This post gestures at a handful of research questions with a loose thematic connection.
The idea
Consider the following frameworks:
- Temporal difference learning: learn to predict the future by predicting tomorrow’s prediction.
- Generative adversarial models: learn to sample from a distribution by fooling a distinguisher.
- Predictability minimization: learn to represent data efficiently by making each part of the representation unpredictable given the others.
These algorithms replace a hard-to-optimize objective with a nicer proxy. These proxies are themselves defined by machine learning systems rather than being specified explicitly. I think this is a really nice paradigm, and my guess is that it will become more important if large-scale supervised and reinforcement learning continues to be a dominant methodology.
Following Daniel Dewey, I’ll call this flavor of research “reward engineering.” In terms of tools and techniques I don’t know if this is a really a distinct category of research; but I do think that it might be a useful heuristic about where to look for problems relevant to AI control.
Relevance to AI control
Though reward engineering seems very broadly useful in AI, I expect it to be especially important for AI control:
- A key goal of AI control is using AI systems to optimize objectives which are defined implicitly or based on expensive human feedback. We will probably need to use complex proxies for this feedback if we want to apply reinforcement learning.

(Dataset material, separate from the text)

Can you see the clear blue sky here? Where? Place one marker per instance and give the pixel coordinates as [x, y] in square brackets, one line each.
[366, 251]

- Reward engineering seems relatively robust to changes in AI techniques. Uncertainty about future techniques if often a major obstacle to doing meaningful work on AI control in advance (even if only a little bit in advance).
Applications
I see a few especially interesting opportunities for reward engineering for AI control:
- Making efficient use of human feedback. Here we have direct access to the objective we really care about, and it is just too expensive to frequently evaluate. (Simple proposal: train a learner to predict human judgments, then use those predicted judgments in place of real feedback.)

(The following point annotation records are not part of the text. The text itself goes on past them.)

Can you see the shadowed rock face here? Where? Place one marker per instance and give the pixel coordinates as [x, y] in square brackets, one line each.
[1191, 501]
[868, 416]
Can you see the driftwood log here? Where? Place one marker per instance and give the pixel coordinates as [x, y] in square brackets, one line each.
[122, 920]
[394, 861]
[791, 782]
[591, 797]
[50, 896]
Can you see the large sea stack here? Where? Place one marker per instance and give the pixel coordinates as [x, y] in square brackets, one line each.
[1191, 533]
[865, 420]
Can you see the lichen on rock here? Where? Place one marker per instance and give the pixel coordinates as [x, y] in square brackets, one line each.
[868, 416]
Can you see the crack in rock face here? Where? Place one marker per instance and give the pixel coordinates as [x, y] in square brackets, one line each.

- Combining the benefits of imitation and approval-direction. I suspect it is possible to avoid perverse instantiation concerns while also providing a flexible training signal. (Simple proposal: use the adversarial generative models framework, and have the operator accomplish the desired task in a way optimized to fool the distinguisher.)
- Increasing robustness. If our ML systems are sufficiently sophisticated to foresee possible problems, then we might be able to leverage those predictions to avoid the problems altogether. (Simple proposal: train a generative model to produce data from the test distribution, with an extra reward for samples that “trip up” the current model.)
In each case I’ve made a preliminary simple proposal, but I think it is quite possible that a clever trick could make the problem look radically more tractable. A search for clever tricks is likely to come up empty, but hits could be very valuable (and would be good candidates for things to experiment with).
Beyond these semi-specific applications, I have a more general intuition that thinking about this aspect of the AI control problem may turn up interesting further directions.